Combien de divisions?
Et surtout, on attribue à ces personnalités "centristes" des intentions pour la Bretagne qu'elles n'ont jamais eu ou exprimé.
Macron n'était-il pas censé quasi réunifier la Bretagne et mettre fin à la carte d'Hollande ? 9 ans après, la carte a été confortée, pérennisée.

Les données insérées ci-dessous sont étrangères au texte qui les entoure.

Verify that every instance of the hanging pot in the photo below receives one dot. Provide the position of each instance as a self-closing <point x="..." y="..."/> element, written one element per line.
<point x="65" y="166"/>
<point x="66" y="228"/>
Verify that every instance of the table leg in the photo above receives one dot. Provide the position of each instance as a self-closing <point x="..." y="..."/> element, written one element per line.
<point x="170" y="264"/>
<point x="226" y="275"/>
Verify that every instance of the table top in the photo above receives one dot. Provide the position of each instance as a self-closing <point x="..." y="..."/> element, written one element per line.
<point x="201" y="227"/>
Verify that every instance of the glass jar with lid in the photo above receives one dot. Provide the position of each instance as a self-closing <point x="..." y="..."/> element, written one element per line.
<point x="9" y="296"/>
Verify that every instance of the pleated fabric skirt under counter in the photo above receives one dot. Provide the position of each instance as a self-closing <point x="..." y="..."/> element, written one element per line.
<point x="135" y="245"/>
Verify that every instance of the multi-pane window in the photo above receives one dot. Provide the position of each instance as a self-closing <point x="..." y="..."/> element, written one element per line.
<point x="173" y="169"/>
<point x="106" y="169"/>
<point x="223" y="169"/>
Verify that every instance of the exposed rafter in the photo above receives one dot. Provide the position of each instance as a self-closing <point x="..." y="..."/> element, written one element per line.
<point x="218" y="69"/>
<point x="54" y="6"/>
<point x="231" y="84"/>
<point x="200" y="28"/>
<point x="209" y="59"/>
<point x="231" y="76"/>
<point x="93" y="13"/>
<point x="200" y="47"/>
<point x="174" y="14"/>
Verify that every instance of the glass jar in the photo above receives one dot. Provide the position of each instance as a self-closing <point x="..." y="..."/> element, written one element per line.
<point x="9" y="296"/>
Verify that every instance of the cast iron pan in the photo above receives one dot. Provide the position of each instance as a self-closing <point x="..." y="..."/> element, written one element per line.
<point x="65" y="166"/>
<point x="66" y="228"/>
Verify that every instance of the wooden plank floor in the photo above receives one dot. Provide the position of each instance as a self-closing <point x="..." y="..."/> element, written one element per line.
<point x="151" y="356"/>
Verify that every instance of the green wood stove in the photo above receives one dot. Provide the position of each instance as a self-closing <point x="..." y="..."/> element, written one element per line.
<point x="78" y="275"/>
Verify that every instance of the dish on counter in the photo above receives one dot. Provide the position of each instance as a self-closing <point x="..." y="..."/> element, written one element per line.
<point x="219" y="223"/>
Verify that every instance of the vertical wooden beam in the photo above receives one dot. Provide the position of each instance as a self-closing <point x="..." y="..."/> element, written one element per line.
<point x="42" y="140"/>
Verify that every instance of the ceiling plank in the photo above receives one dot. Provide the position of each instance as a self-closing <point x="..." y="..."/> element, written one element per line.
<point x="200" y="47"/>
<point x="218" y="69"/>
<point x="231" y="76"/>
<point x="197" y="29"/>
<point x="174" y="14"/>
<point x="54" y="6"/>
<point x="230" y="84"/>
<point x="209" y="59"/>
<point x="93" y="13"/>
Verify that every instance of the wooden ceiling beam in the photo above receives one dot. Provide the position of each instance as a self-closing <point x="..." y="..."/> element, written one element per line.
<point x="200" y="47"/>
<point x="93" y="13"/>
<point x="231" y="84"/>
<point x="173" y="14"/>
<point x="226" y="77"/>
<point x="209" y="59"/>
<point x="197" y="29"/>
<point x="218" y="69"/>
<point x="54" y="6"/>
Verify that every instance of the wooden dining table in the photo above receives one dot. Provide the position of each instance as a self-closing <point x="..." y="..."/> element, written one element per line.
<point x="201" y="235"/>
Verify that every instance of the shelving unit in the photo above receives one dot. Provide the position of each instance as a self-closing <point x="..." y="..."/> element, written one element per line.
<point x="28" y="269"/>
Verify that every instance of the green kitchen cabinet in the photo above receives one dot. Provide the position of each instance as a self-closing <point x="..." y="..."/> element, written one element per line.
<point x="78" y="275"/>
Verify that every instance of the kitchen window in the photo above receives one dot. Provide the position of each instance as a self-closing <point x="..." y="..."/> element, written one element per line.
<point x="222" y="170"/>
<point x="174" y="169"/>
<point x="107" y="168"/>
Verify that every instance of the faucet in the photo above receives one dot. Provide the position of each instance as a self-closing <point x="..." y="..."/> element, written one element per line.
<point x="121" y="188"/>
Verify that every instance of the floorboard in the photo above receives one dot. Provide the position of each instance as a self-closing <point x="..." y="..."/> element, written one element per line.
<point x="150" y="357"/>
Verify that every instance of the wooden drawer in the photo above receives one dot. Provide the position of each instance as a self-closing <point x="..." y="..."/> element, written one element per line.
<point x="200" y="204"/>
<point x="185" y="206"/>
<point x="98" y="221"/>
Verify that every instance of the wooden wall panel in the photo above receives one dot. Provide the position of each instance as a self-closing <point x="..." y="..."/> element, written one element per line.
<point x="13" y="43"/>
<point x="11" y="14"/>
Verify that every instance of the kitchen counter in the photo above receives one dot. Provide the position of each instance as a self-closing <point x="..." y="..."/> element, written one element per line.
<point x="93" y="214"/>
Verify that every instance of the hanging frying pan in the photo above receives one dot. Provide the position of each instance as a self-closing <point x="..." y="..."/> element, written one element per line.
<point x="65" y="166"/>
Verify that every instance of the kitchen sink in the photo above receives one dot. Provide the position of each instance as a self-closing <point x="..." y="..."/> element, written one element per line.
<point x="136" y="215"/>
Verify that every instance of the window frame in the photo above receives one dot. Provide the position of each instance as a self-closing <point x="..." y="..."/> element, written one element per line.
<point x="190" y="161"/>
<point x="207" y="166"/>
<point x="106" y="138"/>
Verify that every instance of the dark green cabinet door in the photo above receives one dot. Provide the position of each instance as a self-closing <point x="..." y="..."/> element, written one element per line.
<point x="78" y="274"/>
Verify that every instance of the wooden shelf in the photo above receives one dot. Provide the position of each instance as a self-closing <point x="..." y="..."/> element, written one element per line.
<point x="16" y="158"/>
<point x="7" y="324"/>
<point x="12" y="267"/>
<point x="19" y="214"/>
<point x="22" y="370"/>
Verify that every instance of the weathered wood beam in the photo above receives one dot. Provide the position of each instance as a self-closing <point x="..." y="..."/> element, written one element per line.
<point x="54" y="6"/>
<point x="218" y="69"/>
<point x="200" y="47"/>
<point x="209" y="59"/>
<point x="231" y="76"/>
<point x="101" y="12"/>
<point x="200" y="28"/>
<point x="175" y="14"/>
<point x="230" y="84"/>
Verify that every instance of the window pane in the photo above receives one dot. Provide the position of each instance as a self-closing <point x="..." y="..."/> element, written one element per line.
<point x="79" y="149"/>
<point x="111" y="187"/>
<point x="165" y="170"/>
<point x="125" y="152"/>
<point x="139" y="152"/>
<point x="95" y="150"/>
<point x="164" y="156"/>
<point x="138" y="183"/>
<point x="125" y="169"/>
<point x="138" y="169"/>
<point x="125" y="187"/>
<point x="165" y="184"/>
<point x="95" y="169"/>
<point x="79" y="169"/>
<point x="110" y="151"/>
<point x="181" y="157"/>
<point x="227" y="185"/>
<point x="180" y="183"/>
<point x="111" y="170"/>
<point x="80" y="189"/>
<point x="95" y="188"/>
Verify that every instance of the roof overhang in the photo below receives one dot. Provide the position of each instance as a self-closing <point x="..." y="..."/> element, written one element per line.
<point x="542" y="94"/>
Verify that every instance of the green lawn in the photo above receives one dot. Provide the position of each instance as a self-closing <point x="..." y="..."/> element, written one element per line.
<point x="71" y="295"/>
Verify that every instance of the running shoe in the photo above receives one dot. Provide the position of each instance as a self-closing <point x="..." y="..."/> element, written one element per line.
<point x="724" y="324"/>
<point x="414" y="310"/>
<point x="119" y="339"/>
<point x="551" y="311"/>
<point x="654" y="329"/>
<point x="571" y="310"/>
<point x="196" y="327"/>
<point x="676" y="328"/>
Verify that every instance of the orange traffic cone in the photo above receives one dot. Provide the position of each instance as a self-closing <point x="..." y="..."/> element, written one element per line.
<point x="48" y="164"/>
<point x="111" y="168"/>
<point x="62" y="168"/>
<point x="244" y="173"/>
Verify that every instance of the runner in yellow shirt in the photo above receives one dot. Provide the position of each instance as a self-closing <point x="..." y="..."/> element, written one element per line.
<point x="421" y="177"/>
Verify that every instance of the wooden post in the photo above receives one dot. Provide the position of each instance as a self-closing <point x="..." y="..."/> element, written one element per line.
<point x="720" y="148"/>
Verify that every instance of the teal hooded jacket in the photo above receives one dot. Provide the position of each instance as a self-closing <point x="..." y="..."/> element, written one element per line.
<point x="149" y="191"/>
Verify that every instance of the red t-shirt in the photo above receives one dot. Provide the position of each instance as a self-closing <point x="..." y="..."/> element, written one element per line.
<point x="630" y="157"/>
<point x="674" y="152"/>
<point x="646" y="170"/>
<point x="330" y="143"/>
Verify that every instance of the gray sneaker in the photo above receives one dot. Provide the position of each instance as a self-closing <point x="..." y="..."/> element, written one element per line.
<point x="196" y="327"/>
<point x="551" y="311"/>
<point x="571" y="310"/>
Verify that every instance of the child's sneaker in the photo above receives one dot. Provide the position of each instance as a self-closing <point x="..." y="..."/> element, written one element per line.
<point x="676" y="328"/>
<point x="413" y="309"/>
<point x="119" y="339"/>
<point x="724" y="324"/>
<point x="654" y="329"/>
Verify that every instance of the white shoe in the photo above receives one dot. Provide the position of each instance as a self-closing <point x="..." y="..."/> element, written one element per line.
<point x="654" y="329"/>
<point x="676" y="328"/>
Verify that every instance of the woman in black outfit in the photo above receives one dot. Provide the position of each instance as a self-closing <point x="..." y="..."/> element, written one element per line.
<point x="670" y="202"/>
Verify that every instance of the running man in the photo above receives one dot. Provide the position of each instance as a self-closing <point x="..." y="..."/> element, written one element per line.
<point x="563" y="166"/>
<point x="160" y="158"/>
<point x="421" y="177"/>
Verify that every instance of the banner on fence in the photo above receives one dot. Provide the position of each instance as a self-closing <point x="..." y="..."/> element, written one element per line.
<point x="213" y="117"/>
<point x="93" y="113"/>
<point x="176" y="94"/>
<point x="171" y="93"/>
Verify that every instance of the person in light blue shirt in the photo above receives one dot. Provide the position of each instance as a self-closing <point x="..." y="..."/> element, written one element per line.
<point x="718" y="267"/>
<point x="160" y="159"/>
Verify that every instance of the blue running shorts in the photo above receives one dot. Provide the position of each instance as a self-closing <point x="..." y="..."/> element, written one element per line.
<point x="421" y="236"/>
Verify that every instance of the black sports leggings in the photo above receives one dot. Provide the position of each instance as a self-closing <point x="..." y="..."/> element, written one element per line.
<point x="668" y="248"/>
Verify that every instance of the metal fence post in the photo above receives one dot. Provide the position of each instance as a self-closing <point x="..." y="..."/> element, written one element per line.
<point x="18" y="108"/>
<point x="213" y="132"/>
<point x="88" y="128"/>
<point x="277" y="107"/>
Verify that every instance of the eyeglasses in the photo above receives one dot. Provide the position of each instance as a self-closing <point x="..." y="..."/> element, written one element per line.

Ces partis sont tellement faibles, qu'ils font alliance avec des partis nationaux (souvent EELV)
C'est autrement plus significatif que des sondages
Sachant que la B4 et les PdlL ont été confortées alors que les régions continentales françaises sont passées de 21 à 12 en 2014 (sacrée purge !), vous pouvez être à peu près certains que dans l'hypothèse (toute petite) que Borloo Président (très improbable) imposerait (encore plus improbable) un découpage à une vingtaine de régions, soit un nombre quasi équivalent à ce qui existait en 2012-2013, B4 et PdlL resteront inchangées...mais souhaitons-nous réellement, et avant toute reforme sur le fond, que Nantes et Rennes soient de façon effective pour une fois réunies dans une même région ?
Il y avait également (et cela ne coincide pas avec les gouvernements généraux, même par regroupements ), 17 Parlements (dont 16 Territoires périphériques à un très grand Bassin parisien (Parlement de Paris, dont relevait par exemple l'actuelle Vendée)), et une trentaine de généralités, entités à statuts fiscaux différenciés ne coincidant pas du tout également (exemple : 3 généralités pour la Normandie et sans respecter la limite de la Normandie), Touraine-Maine (sans le Perche) et Anjou regroupés en une seule généralité etc), et les provinces écclésiastiques et leurs évêchés qui là aussi ne coincident pas.
C'est un point essentiel : ce qui existait pour la Bretagne (une osmose entre Parlement, Gouvernement général et Généralité) n'existait pas la plupart du temps ailleurs. Toutefois même pour la Bretagne, l'osmose n'était pas parfaite : sur le plan religieux, la Bretagne n'existait pas.
Il y avait 9 évêchés situés en Bretagne (sachant que du côté de Nantes, la limite du diocèse ne correspondait pas exactement à celle de la Bretagne) qui relevaient de la province de Tours. Il n'y avait aucune dimension bretonne en fait sur le plan spirituel, omniprésent dans la vie de l'époque.
Tout cela pour dire qu'historiquement ces histoires de province sont bien plus complexes que celles des "provinces" (= gouvernements généraux de 1789) d'Ancien Régime, que les Départements dans bien des coins sont apparus aux yeux des populations comme une simplification salutaire (sans renier complétement un héritage pluri-séculaire) et que surtout, surtout ce que nous percevons pour la Bretagne (une forme d'osmose) n'est pas comparable ailleurs, en tous les cas, partout ailleurs. Rappelons aussi que Nice (Mulhouse etc) par exemple n'a jamais fait partie de la France d'Ancien Régime.